It's been a festival for the common people since the Edo period. And for 2022, the Tori-no-Ichi festival, a Japanese autumn tradition, has returned to Hanazono Shrine in Shinjuku, Tokyo. Compared to 2021, when food and drink stalls were suspended due to the spread of COVID-19, the stalls are back and the festival is brimming with life.
This festival is held on the "rooster days" of November each year. It is the anniversary of the death of the legendary hero of ancient Japan, Yamato Takeru no Mikoto, celebrated at Ootori shrines across Japan.
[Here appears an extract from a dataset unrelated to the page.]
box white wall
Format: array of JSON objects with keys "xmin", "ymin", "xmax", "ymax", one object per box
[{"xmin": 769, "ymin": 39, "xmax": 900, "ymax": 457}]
Tori-no-Ichi fairs began as a festival for the common people in the Edo period (1603-1867), mainly in the Kanto region. The sight of the rows and rows of stores selling ornamental rakes to wish for good luck and prosperity in business, is breathtaking.
History of the Tori-no-Ichi Festival
The Tori-no-Ichi fair at Hanazono Shrine began in the Meiji Era. Its three main festivals on the days of the rooster.
In 2022, those dates are November 4, 16, and 28. Festivities begin the evening before the festival days, however. This year, those fall on November 3, 15 and 27, for a total of six days of festival activities to enjoy.
Approximately 950 lanterns decorate the precincts of the shrine during the festival, making evening visits especially visually stunning. Some are works made by local elementary school students.
For 2022, although food and merchandise stalls are back, tables for meals are not provided. Even so,the festival is a lively atmosphere, and it's colorful stalls alongside ornamental rake shops.
Customers Not Back to Pre-Pandemic Levels.
One stall owner said with high expectations, "As of the eve of the first rooster day, the number of customers has increased compared to last year, although not to pre-pandemic levels."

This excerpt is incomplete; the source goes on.